The post-Brexit EU is facing a series of internal rifts that, if not dealt with by anything stronger than PR whitewashing, threaten to destabilise the entire political bloc.
The issue was at the heart of yesterday’s informal heads-of-state summit in Bratislava, Slovakia, and it is difficult to ignore.
The ongoing refugee crisis has split southern and eastern European nations from the north and west, with Hungarian prime minister Viktor Orban calling refugees a “poison”, causing his Luxembourg counterpart to suggest his country should be thrown out.
Persistent French and German calls for terrorism defence “co-operation” have led some to fear the creeping creation of an EU army and Taoiseach Enda Kenny to remind his colleagues of Ireland’s “red line” stance on neutrality.
Speaking after yesterday’s summit, Mr Kenny was keen to stress that some progress has been made on tackling the “challenges” Europe faces.
Dismissing recent claims of an EU “existential crisis”, he said the bloc is like a “massive government of co-operation” similar to Ireland’s, inadvertently leading more than a few to wonder who Europe’s John Halligan might eventually be.
During a joint press conference the same tone was struck by French president François Hollande and German chancellor Angela Merkel, who said they hope everyone will work together to make the post-Brexit EU a “success”.

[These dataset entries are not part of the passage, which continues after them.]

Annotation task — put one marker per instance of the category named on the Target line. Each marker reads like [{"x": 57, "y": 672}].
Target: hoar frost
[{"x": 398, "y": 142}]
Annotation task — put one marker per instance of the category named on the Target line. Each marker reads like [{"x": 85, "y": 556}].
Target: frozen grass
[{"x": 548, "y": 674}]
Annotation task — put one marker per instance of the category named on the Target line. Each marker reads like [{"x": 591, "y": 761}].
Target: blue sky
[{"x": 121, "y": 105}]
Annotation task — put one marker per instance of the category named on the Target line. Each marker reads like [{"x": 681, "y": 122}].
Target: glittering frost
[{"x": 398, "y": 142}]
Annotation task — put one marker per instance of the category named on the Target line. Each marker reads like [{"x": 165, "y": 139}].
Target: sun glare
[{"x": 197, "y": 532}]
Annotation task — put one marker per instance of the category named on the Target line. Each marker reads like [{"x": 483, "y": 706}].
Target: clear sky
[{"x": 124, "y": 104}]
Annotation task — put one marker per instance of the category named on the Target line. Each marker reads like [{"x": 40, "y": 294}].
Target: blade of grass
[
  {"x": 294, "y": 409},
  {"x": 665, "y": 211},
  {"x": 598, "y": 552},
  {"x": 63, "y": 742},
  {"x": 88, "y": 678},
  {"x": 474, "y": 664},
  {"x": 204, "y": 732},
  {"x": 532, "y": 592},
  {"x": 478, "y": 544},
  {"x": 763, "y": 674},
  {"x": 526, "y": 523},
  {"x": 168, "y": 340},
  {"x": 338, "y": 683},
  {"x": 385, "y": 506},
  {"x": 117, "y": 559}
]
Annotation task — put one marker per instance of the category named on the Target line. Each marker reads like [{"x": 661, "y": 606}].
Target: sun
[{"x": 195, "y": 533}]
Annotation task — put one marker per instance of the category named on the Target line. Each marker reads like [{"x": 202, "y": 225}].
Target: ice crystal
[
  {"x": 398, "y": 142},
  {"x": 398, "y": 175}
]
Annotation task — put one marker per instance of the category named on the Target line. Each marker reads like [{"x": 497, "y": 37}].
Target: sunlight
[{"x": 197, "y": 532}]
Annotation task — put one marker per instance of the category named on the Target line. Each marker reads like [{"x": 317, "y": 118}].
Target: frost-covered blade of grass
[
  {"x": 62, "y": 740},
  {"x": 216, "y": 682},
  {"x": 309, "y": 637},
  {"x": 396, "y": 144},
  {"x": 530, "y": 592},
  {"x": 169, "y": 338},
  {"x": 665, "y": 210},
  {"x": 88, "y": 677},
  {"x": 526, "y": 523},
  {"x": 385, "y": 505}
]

How that success can be achieved with a diverse bloc of competing and at times polar opposite interests remains unclear.
The European Council president Donald Tusk said yesterday he wants EU leaders to be “brutally honest” about their difficulties, adding they “must not let this crisis [Brexit] go to waste”. He said: “We can’t start our discussion with this kind of blissful conviction that nothing is wrong, that everything was and is ok. We have to assure our citizens that we have learned the lesson.”
It was like something a captain says to calm passengers as the boat is bounced around by waves. We have it under control. Oh, and that Brexit thing where someone plummeted overboard, never to be seen again? Just a once-off. Honestly.
The good ship EU still sails serenely along on the surface but its hull is nowhere near as sturdy as it was.